In the energy sector, architected and AM-enabled materials are enabling the development of lightweight, high-performance systems for more efficient energy storage, conversion, and transmission.^[20] Custom geometries fabricated by AM technologies optimize components for renewable energy systems, such as wind turbines and solar panels, enhancing performance and reducing costs. In aerospace, architected lattices and multifunctional structures reduce weight, fuel consumption, and improve safety, while in the automotive sector, lightweight architected components contribute to the development of more energy-efficient vehicles.^[12] Despite these successes, challenges remain, including managing multiphysical couplings, scaling up fabrication processes, and rigorously benchmarking architected devices against conventional technologies. Addressing these hurdles is critical for achieving cost-effective, scalable integration into mainstream engineering systems.
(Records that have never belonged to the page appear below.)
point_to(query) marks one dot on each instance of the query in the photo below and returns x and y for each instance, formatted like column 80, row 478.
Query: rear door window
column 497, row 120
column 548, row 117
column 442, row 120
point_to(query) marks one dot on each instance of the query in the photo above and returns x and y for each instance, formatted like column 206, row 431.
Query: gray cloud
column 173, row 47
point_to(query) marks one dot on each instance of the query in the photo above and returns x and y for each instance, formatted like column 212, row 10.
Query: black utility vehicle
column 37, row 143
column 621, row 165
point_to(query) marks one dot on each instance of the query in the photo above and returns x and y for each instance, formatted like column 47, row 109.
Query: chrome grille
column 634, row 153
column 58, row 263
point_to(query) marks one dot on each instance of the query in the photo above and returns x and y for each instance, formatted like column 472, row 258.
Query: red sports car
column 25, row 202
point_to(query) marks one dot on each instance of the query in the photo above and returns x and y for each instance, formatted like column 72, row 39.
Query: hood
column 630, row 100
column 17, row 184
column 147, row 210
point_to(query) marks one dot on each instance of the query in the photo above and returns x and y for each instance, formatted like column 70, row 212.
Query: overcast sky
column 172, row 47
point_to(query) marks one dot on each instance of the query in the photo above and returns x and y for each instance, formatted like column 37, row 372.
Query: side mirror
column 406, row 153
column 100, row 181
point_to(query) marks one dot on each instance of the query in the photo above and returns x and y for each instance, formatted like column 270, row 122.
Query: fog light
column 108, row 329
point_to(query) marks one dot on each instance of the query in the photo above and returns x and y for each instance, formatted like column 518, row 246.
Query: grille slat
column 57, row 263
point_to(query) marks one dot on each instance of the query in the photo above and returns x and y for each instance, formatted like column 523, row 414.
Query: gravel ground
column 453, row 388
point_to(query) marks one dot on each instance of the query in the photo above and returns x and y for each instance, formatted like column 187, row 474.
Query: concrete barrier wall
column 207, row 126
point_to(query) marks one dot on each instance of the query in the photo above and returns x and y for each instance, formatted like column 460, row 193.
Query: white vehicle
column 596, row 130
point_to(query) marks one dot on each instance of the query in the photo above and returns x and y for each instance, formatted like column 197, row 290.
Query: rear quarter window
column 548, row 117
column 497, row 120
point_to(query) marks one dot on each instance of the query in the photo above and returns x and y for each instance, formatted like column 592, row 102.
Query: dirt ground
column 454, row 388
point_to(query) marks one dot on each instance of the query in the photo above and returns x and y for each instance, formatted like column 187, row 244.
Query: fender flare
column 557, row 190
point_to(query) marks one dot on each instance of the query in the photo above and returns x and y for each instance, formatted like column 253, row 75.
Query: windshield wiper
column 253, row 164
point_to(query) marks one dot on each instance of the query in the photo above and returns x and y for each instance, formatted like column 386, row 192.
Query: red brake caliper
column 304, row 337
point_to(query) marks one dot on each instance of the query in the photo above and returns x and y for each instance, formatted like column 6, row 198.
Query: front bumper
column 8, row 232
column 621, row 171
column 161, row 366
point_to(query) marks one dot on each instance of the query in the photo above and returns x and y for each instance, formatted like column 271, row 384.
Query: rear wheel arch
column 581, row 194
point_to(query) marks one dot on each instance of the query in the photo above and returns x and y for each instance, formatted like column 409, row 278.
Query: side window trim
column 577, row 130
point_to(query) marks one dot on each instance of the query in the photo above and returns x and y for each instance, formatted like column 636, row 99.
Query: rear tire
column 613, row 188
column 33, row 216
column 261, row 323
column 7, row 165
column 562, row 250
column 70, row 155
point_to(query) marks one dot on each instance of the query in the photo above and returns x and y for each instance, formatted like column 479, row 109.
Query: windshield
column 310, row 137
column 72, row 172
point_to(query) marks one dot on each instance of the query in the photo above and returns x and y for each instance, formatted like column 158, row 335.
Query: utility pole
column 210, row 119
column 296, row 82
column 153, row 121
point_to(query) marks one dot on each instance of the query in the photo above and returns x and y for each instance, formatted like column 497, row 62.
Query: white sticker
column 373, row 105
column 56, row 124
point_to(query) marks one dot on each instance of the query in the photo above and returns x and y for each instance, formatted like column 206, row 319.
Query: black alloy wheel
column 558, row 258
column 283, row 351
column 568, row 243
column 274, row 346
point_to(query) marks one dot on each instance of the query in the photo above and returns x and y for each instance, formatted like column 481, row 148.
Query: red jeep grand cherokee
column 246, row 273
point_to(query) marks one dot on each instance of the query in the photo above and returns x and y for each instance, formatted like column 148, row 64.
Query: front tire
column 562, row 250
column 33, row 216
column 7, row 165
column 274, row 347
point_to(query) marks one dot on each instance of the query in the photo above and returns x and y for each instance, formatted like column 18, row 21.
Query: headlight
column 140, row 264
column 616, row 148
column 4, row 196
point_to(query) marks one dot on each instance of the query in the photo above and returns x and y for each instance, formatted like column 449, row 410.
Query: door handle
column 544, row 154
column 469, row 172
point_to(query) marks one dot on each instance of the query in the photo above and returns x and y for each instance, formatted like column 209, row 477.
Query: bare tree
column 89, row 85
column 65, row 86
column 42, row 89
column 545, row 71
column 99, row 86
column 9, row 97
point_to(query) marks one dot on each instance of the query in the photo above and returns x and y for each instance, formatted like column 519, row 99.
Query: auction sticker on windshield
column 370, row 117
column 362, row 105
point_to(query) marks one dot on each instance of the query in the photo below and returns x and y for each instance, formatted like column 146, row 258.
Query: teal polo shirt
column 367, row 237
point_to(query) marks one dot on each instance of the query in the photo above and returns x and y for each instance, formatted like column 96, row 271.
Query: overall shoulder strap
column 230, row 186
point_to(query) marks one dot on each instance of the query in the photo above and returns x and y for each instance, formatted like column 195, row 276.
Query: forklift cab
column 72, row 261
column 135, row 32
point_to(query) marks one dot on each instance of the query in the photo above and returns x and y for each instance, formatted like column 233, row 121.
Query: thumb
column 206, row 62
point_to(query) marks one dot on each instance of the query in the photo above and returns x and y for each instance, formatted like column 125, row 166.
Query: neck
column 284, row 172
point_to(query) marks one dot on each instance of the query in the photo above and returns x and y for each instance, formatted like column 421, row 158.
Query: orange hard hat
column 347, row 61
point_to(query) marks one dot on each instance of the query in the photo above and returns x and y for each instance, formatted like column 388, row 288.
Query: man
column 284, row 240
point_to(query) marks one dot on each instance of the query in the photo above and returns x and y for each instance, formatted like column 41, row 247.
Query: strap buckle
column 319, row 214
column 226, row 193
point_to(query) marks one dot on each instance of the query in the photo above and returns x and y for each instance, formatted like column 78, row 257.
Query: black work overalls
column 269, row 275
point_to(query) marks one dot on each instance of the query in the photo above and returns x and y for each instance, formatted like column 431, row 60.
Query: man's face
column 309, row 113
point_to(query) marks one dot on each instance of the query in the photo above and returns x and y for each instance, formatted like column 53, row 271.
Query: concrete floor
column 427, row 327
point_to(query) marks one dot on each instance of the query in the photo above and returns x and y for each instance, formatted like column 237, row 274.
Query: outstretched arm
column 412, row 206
Looking ahead, the transformative potential of AM-enabled architected materials lies not only in their technical superiority but also in their ability to address some of the most pressing challenges of our time—such as energy efficiency, sustainability, and decarbonization. The contributions within this Special Issue demonstrate how, by integrating advanced manufacturing processes with novel material architectures, AM is opening the door to smarter, more sustainable technologies across industries. The ability to design complex lattice structures and hybrid composite systems with tailored properties holds immense promise, paving the way for next-generation solutions in bioengineering, aerospace, automotive, energy, and beyond. As AM continues to evolve, its role in driving innovations for a decarbonized, energy-efficient future becomes increasingly vital. Collectively, these advances affirm that AM, coupled with innovative architected material design strategies, is poised to revolutionize multiple industries. We hope that the contributions featured in this Special Issue inspire continued innovation in the design, fabrication, and deployment of AM-enabled architected materials across multiple sectors. As AM technologies advance and merge with data-driven design and multiscale engineering, the future promises architected materials that are not only stronger and lighter but also smarter and more sustainable.